To test the accuracy of their discrimination, a population including 227 lines were genotyped by both the barcode and DNA microarray. Among all 227 lines, only five pairs of lines was not detected difference by using the 37 InDel markers. According to the genetic distances compared with microarray data including more than 50 k loci, the InDel can reveal the genetic variance effectively, with the threshold of 1.57% of different loci. Although all 37 markers used for identification was more efficiency, when the InDel variances above ten, the genetic distance kept steady (Fig. 4).

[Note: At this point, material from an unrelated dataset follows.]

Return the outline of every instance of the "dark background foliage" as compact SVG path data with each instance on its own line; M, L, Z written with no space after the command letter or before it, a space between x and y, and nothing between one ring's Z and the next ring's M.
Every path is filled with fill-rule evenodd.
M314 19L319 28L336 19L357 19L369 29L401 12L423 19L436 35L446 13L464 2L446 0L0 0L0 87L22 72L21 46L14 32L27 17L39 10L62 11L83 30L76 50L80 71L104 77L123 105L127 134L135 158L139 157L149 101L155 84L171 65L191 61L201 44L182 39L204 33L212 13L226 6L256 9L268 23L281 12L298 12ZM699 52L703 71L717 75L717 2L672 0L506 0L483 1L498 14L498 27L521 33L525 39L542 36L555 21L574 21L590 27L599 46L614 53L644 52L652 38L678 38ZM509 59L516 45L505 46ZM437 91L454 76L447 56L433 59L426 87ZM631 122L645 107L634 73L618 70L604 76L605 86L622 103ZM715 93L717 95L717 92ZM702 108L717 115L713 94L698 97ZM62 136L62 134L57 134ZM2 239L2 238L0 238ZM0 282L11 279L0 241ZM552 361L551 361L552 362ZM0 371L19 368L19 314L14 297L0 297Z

However, there were still several limits for the barcode system. Those materials with lower difference than the threshold cannot be discriminated by the system, for instance, sib-lines, backcross improved lines, mutants etc. And these markers were selected with several criterions and not suitable for genomic prediction due to the low number of markers. We are working to develop efficient and low-cost markers for genome prediction.

Conclusions

This study constructed a barcode system for genetic discrimination of maize lines by using re-sequencing data of 205 lines, including 37 bi-allelic InDel markers with high PIC values and user-friendly. The barcode system was measured and determined and different maize hybrids and inbreds were clearly discriminated efficiently with these markers, and the corresponding parental lines of the hybrids were accurately determined. The barcode system can be used in standardized easy and quick operation with very low cost and minimum equipment requirements.